En ces temps confinés, il est bon, parfois, de se rappeler qu’il y a pire ailleurs.
Le Vénézuela, par exemple. Pedro, la douzaine, vit seul avec un père le plus souvent absent dans un quartier populaire de Caracas. Agressé par un petit voyou, il le tue accidentellement. Son père, averti, l’entraîne dans une fuite éperdue où ils se retrouveront peut-être pour enfin commencer une nouvelle vie.
Ce film, court, sec comme un coup de trique, est d’abord un constat : le Vénézuela va mal. Violence, pauvreté, délinquence, inflation galopante… plus rien ne semble possible dans un pays bloqué où chaque jour est gagné sur le précédent au moyen d’une lutte incessante. Petits boulots, petits trafics, les pères n’ont plus le temps de s’occuper de leurs enfants, qui s’élèvent eux-mêmes dans les coursives et dans les ruelles de grands ensembles aux allures de mauvais rêve. C’est aussi l’histoire, pudique, d’une relation qui reste à refonder.
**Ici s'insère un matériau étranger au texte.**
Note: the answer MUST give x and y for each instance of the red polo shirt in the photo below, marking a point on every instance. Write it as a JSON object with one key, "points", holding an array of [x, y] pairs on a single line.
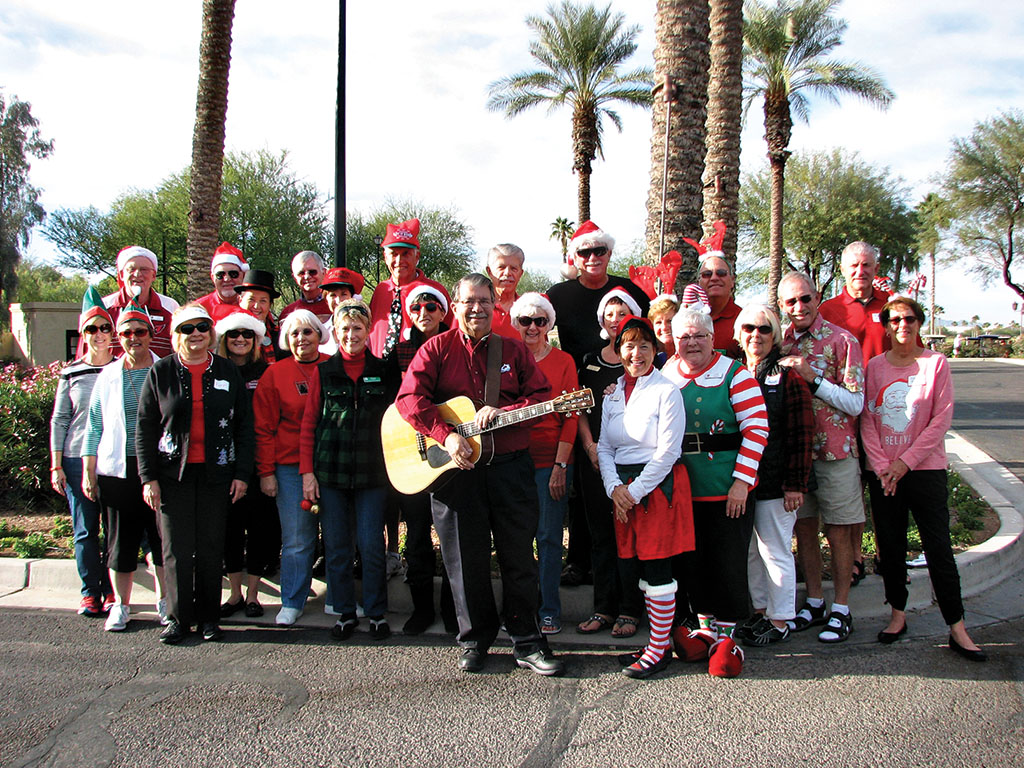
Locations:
{"points": [[860, 318]]}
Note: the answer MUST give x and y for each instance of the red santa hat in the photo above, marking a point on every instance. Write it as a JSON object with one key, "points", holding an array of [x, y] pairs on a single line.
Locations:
{"points": [[590, 235], [228, 254], [406, 235]]}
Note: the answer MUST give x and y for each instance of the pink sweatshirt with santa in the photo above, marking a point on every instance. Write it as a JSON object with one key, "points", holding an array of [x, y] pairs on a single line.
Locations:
{"points": [[907, 412]]}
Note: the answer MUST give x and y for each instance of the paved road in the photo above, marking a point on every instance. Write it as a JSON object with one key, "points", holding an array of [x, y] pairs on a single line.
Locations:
{"points": [[989, 409], [72, 695]]}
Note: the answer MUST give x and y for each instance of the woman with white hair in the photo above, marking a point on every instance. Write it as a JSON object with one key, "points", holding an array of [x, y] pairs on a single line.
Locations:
{"points": [[782, 477], [279, 406], [253, 539], [195, 443], [550, 448]]}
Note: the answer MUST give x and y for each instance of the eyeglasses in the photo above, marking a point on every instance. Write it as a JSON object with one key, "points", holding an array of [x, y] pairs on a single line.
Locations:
{"points": [[908, 318], [805, 299], [187, 328], [539, 322], [430, 306], [706, 274]]}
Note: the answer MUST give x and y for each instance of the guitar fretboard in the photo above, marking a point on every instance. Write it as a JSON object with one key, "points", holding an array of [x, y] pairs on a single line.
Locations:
{"points": [[507, 419]]}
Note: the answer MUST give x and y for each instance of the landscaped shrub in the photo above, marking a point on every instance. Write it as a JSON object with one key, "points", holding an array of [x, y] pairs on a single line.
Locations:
{"points": [[26, 406]]}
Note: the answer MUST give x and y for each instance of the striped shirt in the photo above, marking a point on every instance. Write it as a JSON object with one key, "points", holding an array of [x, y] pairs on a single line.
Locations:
{"points": [[131, 382]]}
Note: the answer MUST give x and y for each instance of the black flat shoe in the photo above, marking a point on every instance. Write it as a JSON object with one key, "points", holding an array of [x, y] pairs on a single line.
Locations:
{"points": [[888, 638], [971, 655], [472, 659]]}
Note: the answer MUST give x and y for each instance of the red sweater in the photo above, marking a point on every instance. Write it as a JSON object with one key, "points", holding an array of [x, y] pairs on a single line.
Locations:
{"points": [[548, 431], [279, 403]]}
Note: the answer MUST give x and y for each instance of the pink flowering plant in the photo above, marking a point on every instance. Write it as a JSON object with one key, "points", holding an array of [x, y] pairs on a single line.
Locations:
{"points": [[26, 404]]}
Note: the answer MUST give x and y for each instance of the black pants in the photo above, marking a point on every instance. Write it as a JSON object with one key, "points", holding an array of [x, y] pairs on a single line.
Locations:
{"points": [[253, 538], [194, 518], [615, 581], [715, 573], [923, 492], [499, 499]]}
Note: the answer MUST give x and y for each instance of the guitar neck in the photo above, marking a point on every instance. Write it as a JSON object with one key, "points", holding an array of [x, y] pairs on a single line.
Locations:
{"points": [[507, 419]]}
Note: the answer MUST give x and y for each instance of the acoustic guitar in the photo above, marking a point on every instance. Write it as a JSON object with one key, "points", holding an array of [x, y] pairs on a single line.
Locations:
{"points": [[416, 462]]}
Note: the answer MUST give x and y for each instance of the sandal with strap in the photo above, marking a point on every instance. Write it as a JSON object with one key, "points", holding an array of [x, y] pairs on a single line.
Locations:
{"points": [[626, 627], [602, 624]]}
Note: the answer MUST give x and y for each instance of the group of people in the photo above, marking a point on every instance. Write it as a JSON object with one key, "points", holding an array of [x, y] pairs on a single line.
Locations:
{"points": [[226, 439]]}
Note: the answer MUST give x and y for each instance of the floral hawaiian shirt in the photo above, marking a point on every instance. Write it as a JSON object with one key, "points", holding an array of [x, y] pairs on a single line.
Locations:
{"points": [[835, 354]]}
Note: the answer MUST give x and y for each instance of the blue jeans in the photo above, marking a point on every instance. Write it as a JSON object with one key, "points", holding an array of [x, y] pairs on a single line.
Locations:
{"points": [[298, 538], [338, 508], [85, 521], [549, 543]]}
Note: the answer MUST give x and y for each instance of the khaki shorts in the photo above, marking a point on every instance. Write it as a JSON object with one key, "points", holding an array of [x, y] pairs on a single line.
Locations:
{"points": [[839, 499]]}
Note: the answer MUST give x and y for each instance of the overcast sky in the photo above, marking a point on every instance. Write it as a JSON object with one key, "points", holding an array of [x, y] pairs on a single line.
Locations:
{"points": [[114, 83]]}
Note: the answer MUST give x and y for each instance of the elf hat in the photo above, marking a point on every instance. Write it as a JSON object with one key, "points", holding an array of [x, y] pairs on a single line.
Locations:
{"points": [[590, 235], [406, 235]]}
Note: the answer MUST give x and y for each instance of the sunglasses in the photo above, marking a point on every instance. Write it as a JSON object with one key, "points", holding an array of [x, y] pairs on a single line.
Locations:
{"points": [[430, 306], [706, 274], [908, 318], [539, 322], [805, 299], [188, 328]]}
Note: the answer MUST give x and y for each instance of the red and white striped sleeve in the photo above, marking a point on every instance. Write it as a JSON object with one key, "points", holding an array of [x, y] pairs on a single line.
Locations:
{"points": [[749, 404]]}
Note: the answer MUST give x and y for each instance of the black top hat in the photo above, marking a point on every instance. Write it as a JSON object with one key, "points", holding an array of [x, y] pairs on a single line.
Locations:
{"points": [[258, 280]]}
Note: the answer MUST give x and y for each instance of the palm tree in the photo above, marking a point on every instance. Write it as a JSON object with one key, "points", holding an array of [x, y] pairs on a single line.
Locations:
{"points": [[681, 61], [208, 141], [785, 54], [725, 105], [561, 229], [580, 49]]}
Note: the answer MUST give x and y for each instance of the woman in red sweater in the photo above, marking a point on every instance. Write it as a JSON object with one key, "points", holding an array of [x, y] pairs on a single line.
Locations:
{"points": [[551, 449], [279, 404]]}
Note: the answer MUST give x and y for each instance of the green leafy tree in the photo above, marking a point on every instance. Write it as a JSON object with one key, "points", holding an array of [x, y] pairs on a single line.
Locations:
{"points": [[985, 184], [561, 229], [19, 207], [580, 50], [786, 48], [446, 247], [832, 199]]}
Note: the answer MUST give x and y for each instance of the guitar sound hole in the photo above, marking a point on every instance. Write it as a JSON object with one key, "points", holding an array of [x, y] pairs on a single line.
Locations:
{"points": [[437, 457]]}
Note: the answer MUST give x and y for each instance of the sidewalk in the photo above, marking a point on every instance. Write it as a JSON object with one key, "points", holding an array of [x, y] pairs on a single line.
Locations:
{"points": [[989, 572]]}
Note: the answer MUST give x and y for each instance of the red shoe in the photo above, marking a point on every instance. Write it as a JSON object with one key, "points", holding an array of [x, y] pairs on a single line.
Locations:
{"points": [[726, 658], [692, 646], [90, 606]]}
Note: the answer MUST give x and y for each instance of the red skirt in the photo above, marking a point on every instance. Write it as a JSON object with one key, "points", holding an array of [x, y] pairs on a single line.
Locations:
{"points": [[657, 527]]}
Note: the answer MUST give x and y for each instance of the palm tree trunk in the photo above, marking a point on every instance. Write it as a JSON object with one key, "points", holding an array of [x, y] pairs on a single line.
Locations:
{"points": [[681, 59], [208, 141], [725, 96]]}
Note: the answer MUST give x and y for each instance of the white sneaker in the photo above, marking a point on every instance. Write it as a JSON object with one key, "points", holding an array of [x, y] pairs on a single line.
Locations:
{"points": [[288, 616], [117, 620]]}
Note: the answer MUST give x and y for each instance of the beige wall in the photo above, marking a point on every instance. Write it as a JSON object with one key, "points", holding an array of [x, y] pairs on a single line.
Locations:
{"points": [[40, 330]]}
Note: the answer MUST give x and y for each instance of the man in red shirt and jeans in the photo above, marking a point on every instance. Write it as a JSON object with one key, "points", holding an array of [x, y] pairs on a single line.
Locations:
{"points": [[498, 495]]}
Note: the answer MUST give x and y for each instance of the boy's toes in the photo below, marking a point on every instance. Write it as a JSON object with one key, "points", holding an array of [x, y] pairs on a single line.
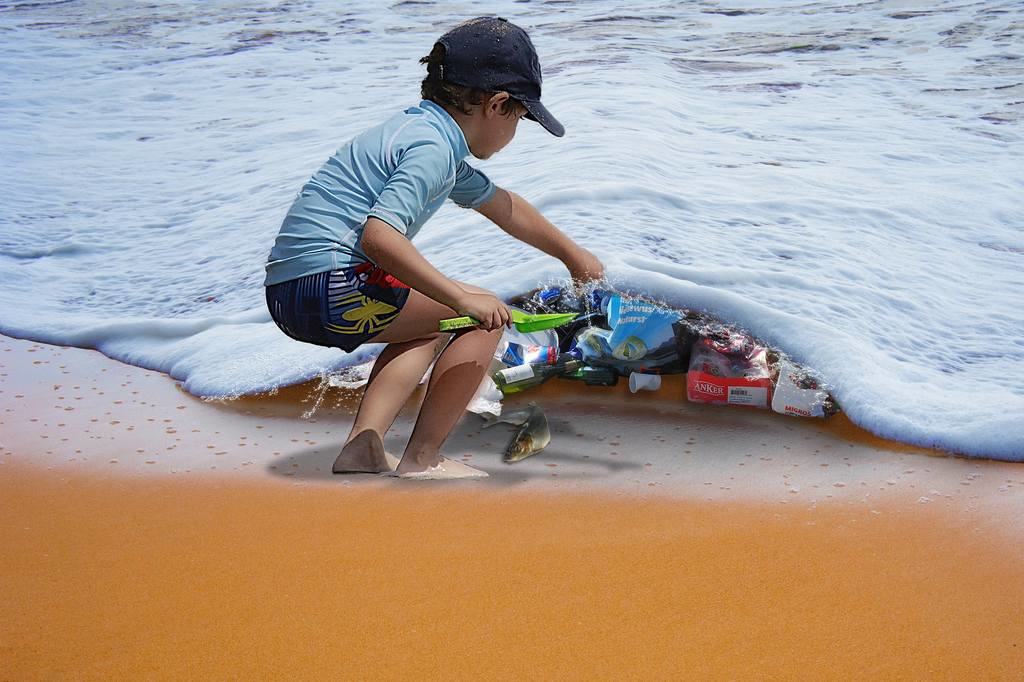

Andrès, le père, connaissait-il son fils ? Que savait Pedro de son père ? Et que pense-t-il de lui en le voyant s’abaisser, s’humilier, se battre pied à pied pour gagner les quelques sous qui leur permettront de fuir et de se cacher ? Lui ne le veut pas, prétend pouvoir affronter le gang en vrai petit macho que la vie n’a pas encore contraint d’en rabattre. Tout de grâce préadolescente, rétive et butée, il ne réalise pas la gravité de la situation. Quand la réalité, brutale, le rattrape enfin, il comprend que l’héroïsme n’est sans doute pas là où il le croyait et que son père, d’une manière ou d’une autre, a toujours été là pour lui.
D’aucuns en auraient fait un thriller, avec coups de feu et poursuites haletantes. D’autres en auraient rajouté, surjouant l’émotion de ces possibles retrouvailles. Gustavo Rondón Córdova, dont c’est le premier long-métrage, préfère la jouer sobre : la violence est hors-champ, pas une larme ne sera versée. La touche est légère, allusive, à peine perceptible, parfois, et l’on n’est même pas sûr qu’il y ait de la musique. Mais c’est justement cette retenue qui fait la force du film et le hausse à la hauteur de ces modèles revendiqués que sont les frères Dardenne, Asghar Farhadi ou Pablo Larraín.